Of the investments, more than $2.4 million is allocated annually by the Manitoba government to harm reduction initiatives. These include distribution and disposal of needles and other supplies, and ensuring Manitobans have access to life-saving medication via the Take-Home Naloxone Kit Program and a Narcan pilot program in the event of overdoses or drug poisonings. The harm reduction funding also includes $90,000 for the Manitoba Harm Reduction Network for education, curriculum development, workshops and supply distribution, as well as almost $215,000 for the St. Boniface Street Links mobile outreach project.

Other jurisdictions that have applied a recovery-oriented approach are seeing reductions in overdose deaths and improved quality of life for individuals affected by addictions, the minister noted.

“Putting money into treatment centres and providing access to them are much more beneficial than supervised consumption sites to give addicts a fighting chance at recovery, instead of enabling them to continue using,” said Will Gault, a Winnipeg resident in recovery from substance abuse. “I am seven and a half years sober because of government-funded treatment in this province. This is where the government’s focus should be to give people like me a new life, when you have the willingness to change and access to treatment.”

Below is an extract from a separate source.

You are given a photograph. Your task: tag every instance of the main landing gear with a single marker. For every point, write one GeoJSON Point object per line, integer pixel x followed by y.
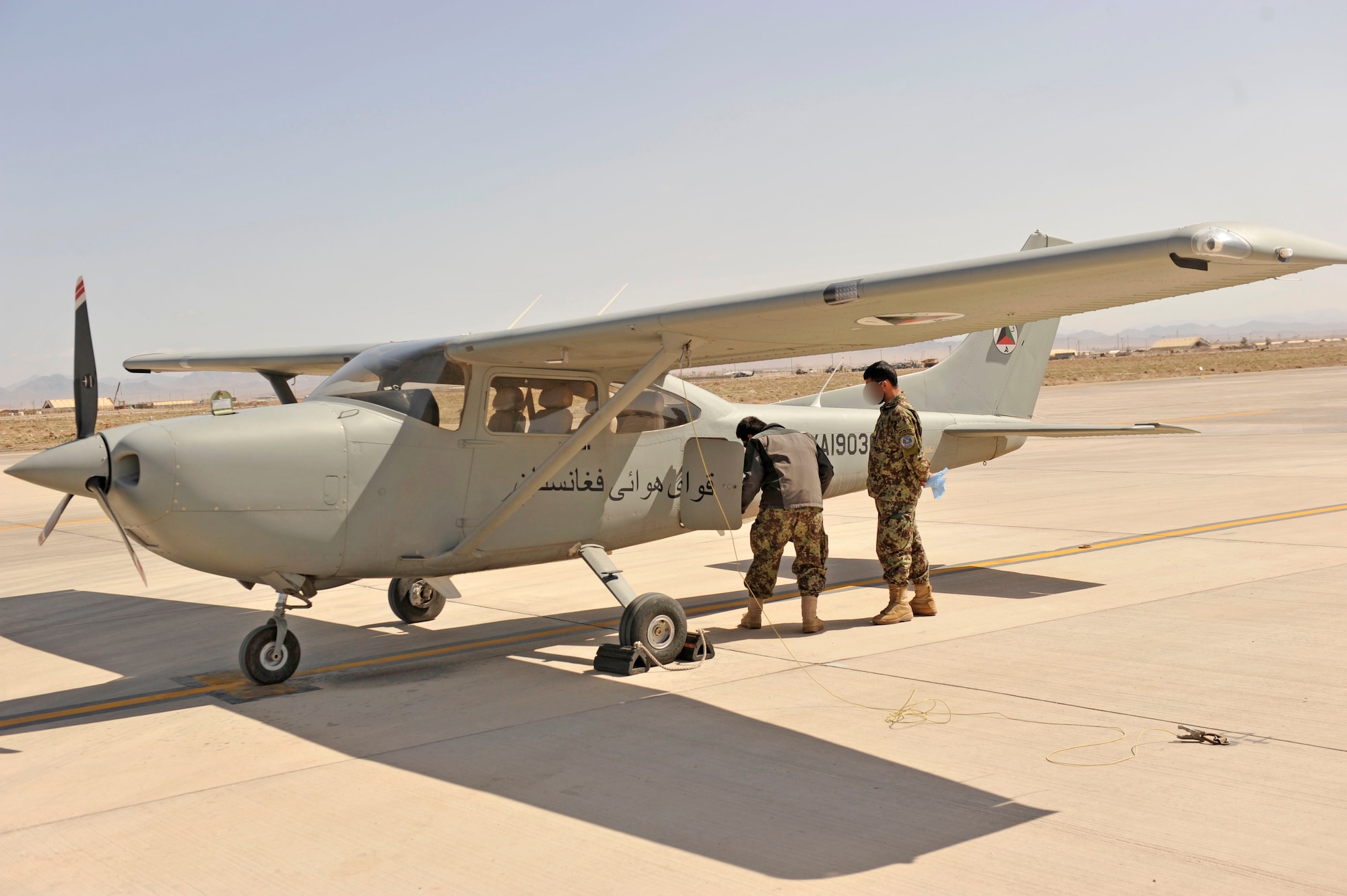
{"type": "Point", "coordinates": [414, 600]}
{"type": "Point", "coordinates": [270, 654]}
{"type": "Point", "coordinates": [654, 621]}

In 2017, the Canadian Centre on Substance Use and Addiction published Moving Toward a Recovery-Oriented System of Care: A Resource Guide for Service Providers and Decision Makers. Based on the first national Life in Recovery from Addiction in Canada survey, this guide presents recovery as positive, achievable and sustainable, the minister noted. It also promotes the development of targeted investments and the establishment of a continuum of care to support individuals with substance use disorders.

In 2015, the Mental Health Commission of Canada launched guidelines for recovery-oriented practice and highlighted that a recovery approach focuses on the values, hopes and dreams of each individual.